4. In a transmission substation with three-winding transformer or automatic adjusted transformer, the case becomes more complicated. Maximum Grounding Grid Current, IG may be caused by the transformer’s fault in either the high- or low-voltage side, and hence the two cases should be checked. For each case, it can be assumed that the fault is in the terminal of the transformer within the substation.
In contrast, if the transformer has a dominant contribution to the grounding grid current, then the location of the most serious fault may be on the transmission line outside the substation. From the above analysis we know that, for a particular system, we should take into account several fault locations leading to the maximum grounding grid current. For each possible location, we should calculate its corresponding value of the zero-sequence current.
For special circumstances, the cases may be more complex. The fault duration depends on the type of the protection procedures used, the fault location and the clearing time of the primary or backup protection.
This not only affects the decrement factor Df, but also affects the human body’s permitted voltage.
If a particular fault has a relatively long clearing time, the corresponding tolerant voltage will reduce. Even if the grounding grid current is not the largest, the situation can still lead the fault to be a very serious one. This situation generally appears in the Delta-Star grounded transformer which is fed from the relatively weak side of the fault source, and the fault appears at a certain distance from the rural distribution feeders. In this case the fault current on the high-voltage side (D side) may be relatively lower, while the fault on the low-voltage side (Y side) mainly depends on the faults of the transformer and feeder.

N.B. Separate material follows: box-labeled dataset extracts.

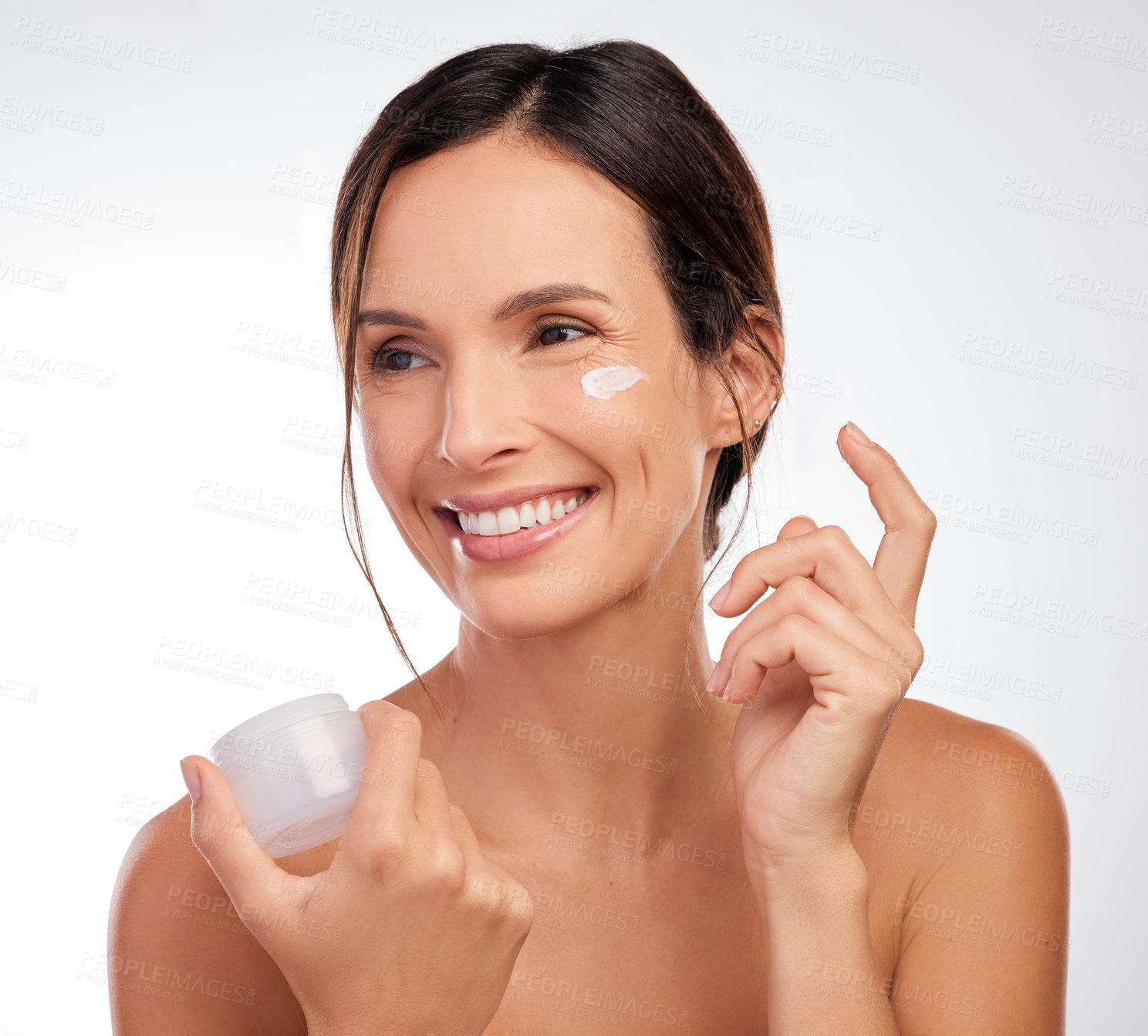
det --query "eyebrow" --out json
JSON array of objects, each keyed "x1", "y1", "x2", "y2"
[{"x1": 358, "y1": 281, "x2": 618, "y2": 330}]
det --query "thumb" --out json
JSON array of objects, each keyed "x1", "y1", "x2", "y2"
[
  {"x1": 179, "y1": 755, "x2": 285, "y2": 906},
  {"x1": 777, "y1": 514, "x2": 817, "y2": 539}
]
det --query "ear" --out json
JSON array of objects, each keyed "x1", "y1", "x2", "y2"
[{"x1": 711, "y1": 306, "x2": 785, "y2": 449}]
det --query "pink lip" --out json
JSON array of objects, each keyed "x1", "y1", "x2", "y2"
[
  {"x1": 438, "y1": 482, "x2": 597, "y2": 514},
  {"x1": 435, "y1": 489, "x2": 602, "y2": 561}
]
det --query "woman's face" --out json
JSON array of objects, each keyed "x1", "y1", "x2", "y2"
[{"x1": 356, "y1": 137, "x2": 738, "y2": 639}]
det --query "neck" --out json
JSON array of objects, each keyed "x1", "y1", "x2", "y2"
[{"x1": 400, "y1": 550, "x2": 737, "y2": 858}]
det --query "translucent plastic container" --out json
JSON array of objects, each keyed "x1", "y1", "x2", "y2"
[{"x1": 211, "y1": 694, "x2": 366, "y2": 858}]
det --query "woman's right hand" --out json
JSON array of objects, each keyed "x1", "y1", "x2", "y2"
[{"x1": 180, "y1": 701, "x2": 534, "y2": 1036}]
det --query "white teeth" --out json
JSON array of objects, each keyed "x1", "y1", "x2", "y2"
[{"x1": 458, "y1": 492, "x2": 590, "y2": 536}]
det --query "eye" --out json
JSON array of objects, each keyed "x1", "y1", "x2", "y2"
[
  {"x1": 367, "y1": 322, "x2": 596, "y2": 376},
  {"x1": 537, "y1": 323, "x2": 593, "y2": 346},
  {"x1": 367, "y1": 346, "x2": 426, "y2": 374}
]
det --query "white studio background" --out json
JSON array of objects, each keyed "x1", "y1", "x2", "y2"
[{"x1": 0, "y1": 0, "x2": 1148, "y2": 1036}]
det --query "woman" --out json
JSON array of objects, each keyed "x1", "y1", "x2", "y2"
[{"x1": 110, "y1": 42, "x2": 1068, "y2": 1036}]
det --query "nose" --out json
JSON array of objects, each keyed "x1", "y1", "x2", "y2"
[{"x1": 440, "y1": 349, "x2": 530, "y2": 471}]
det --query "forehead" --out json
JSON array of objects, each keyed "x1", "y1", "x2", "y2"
[{"x1": 363, "y1": 137, "x2": 650, "y2": 299}]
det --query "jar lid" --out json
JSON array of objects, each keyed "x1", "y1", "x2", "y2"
[{"x1": 211, "y1": 694, "x2": 350, "y2": 765}]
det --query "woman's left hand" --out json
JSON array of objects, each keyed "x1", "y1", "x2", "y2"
[{"x1": 711, "y1": 426, "x2": 937, "y2": 871}]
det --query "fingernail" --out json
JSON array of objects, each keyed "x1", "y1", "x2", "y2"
[
  {"x1": 179, "y1": 760, "x2": 203, "y2": 803},
  {"x1": 710, "y1": 576, "x2": 734, "y2": 608},
  {"x1": 706, "y1": 662, "x2": 729, "y2": 697}
]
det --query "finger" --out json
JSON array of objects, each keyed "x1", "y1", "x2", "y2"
[
  {"x1": 339, "y1": 700, "x2": 423, "y2": 862},
  {"x1": 711, "y1": 525, "x2": 903, "y2": 639},
  {"x1": 714, "y1": 576, "x2": 920, "y2": 697},
  {"x1": 837, "y1": 422, "x2": 937, "y2": 626},
  {"x1": 777, "y1": 514, "x2": 817, "y2": 539},
  {"x1": 183, "y1": 755, "x2": 285, "y2": 907},
  {"x1": 725, "y1": 614, "x2": 908, "y2": 717}
]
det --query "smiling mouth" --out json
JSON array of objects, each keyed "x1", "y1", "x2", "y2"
[{"x1": 435, "y1": 485, "x2": 598, "y2": 537}]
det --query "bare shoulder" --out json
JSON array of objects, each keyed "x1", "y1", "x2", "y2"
[
  {"x1": 108, "y1": 795, "x2": 337, "y2": 1036},
  {"x1": 866, "y1": 699, "x2": 1068, "y2": 849}
]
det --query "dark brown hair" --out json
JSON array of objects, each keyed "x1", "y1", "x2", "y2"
[{"x1": 331, "y1": 40, "x2": 782, "y2": 717}]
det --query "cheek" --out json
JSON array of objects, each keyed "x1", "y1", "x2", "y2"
[{"x1": 582, "y1": 366, "x2": 650, "y2": 400}]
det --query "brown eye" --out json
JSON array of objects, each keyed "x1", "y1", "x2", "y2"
[{"x1": 539, "y1": 323, "x2": 593, "y2": 346}]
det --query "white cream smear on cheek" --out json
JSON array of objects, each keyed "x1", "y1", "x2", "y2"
[{"x1": 582, "y1": 367, "x2": 653, "y2": 400}]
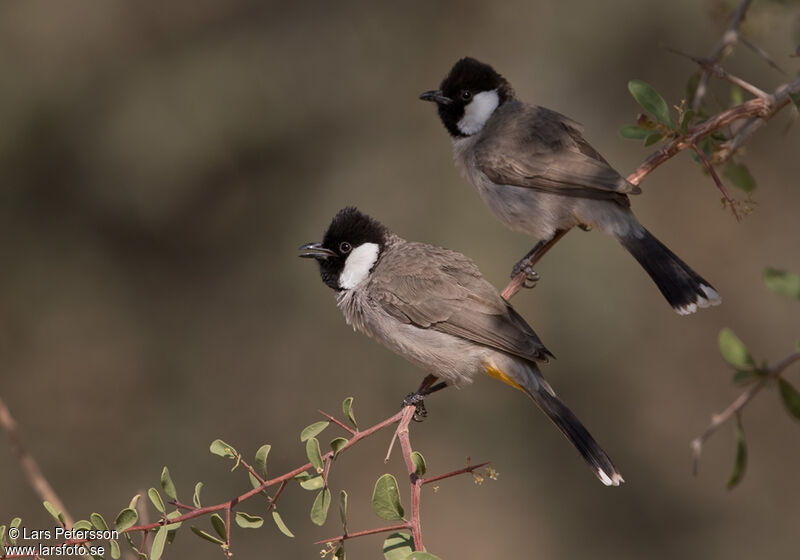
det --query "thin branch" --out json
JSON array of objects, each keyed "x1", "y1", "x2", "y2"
[
  {"x1": 692, "y1": 144, "x2": 741, "y2": 222},
  {"x1": 690, "y1": 352, "x2": 800, "y2": 474},
  {"x1": 314, "y1": 523, "x2": 408, "y2": 544},
  {"x1": 692, "y1": 0, "x2": 752, "y2": 112},
  {"x1": 0, "y1": 398, "x2": 74, "y2": 529},
  {"x1": 627, "y1": 78, "x2": 800, "y2": 185}
]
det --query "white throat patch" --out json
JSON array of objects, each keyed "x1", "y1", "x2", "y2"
[
  {"x1": 339, "y1": 243, "x2": 380, "y2": 290},
  {"x1": 457, "y1": 89, "x2": 500, "y2": 136}
]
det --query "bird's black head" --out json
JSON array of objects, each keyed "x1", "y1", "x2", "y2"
[
  {"x1": 419, "y1": 57, "x2": 514, "y2": 137},
  {"x1": 298, "y1": 206, "x2": 389, "y2": 291}
]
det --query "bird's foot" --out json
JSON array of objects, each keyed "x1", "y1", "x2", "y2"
[
  {"x1": 403, "y1": 391, "x2": 428, "y2": 422},
  {"x1": 511, "y1": 259, "x2": 540, "y2": 288}
]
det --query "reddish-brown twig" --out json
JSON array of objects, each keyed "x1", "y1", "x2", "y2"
[
  {"x1": 0, "y1": 398, "x2": 73, "y2": 529},
  {"x1": 690, "y1": 352, "x2": 800, "y2": 474}
]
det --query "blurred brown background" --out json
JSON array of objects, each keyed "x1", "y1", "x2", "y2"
[{"x1": 0, "y1": 0, "x2": 800, "y2": 559}]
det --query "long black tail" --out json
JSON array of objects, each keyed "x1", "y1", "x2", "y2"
[
  {"x1": 618, "y1": 228, "x2": 722, "y2": 315},
  {"x1": 525, "y1": 387, "x2": 624, "y2": 486}
]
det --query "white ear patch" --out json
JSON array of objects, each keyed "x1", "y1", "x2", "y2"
[
  {"x1": 339, "y1": 243, "x2": 380, "y2": 290},
  {"x1": 458, "y1": 89, "x2": 500, "y2": 136}
]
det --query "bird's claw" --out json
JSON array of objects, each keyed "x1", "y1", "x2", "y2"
[
  {"x1": 403, "y1": 393, "x2": 428, "y2": 422},
  {"x1": 511, "y1": 259, "x2": 539, "y2": 288}
]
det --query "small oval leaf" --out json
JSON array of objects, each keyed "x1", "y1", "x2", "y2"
[
  {"x1": 161, "y1": 467, "x2": 178, "y2": 500},
  {"x1": 272, "y1": 510, "x2": 294, "y2": 539},
  {"x1": 211, "y1": 513, "x2": 228, "y2": 542},
  {"x1": 208, "y1": 439, "x2": 238, "y2": 459},
  {"x1": 256, "y1": 444, "x2": 272, "y2": 477},
  {"x1": 306, "y1": 437, "x2": 325, "y2": 473},
  {"x1": 235, "y1": 511, "x2": 264, "y2": 529},
  {"x1": 300, "y1": 474, "x2": 325, "y2": 490},
  {"x1": 147, "y1": 488, "x2": 164, "y2": 513},
  {"x1": 300, "y1": 420, "x2": 330, "y2": 441},
  {"x1": 114, "y1": 508, "x2": 139, "y2": 531},
  {"x1": 339, "y1": 490, "x2": 347, "y2": 533},
  {"x1": 372, "y1": 473, "x2": 404, "y2": 521},
  {"x1": 619, "y1": 124, "x2": 652, "y2": 140},
  {"x1": 342, "y1": 397, "x2": 358, "y2": 429},
  {"x1": 192, "y1": 482, "x2": 203, "y2": 508},
  {"x1": 718, "y1": 327, "x2": 755, "y2": 369},
  {"x1": 150, "y1": 527, "x2": 168, "y2": 560},
  {"x1": 311, "y1": 488, "x2": 331, "y2": 526},
  {"x1": 628, "y1": 80, "x2": 675, "y2": 128},
  {"x1": 89, "y1": 513, "x2": 108, "y2": 531}
]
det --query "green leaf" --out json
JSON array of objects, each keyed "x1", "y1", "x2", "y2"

If we consider the backup protection time, for example a fault appears on a feeder within a few kilometers of the substation, the backup protection of the fault for the circuit breaker needs a few seconds to remove the fault. Under these circumstances, the permitted voltage will evidently be lower than the corresponding permitted voltage when the ground fault is on the high-voltage side of the transformer.
So the most serious fault type and location must take into account not only IG, but also the permitted voltage based on the fault clearing time.
Maximum Grounding Grid Current
The fault current division factor is a factor representing the inverse of a ratio of the symmetrical fault current to that portion of the current that flows between the grounding grid and the surrounding earth.
The design value of the maximum grounding grid current is defined as:
IG = Df Ig , where Df is the corresponding decrement factor of the fault duration tf; Ig is the rms symmetrical grid current in A.
The rms symmetrical grid current is the portion of the symmetrical grounding fault current which flows into earth from the grounding grid, which can be denoted as:
Ig = Sf If , where If is the rms symmetrical grounding fault current in A and Sf is the fault current division factor, which is the ratio between the fault current amplitude and the portion of fault current which flows from the grounding grid to the surrounding earth.
In fact, during the fault process, the fault current division factor varies, and this is related to the attenuation velocity of the change in fault source and the fault clearing time of the protection device.
However, for the purpose of calculating the design value of the maximum grounding grid current, it is assumed that the fault current division factor Sf remains unchanged through the whole fault duration.
The rms symmetrical grounding fault current If can be obtained by:
If = 3I0 , where I0 is the zero-sequence fault current in A.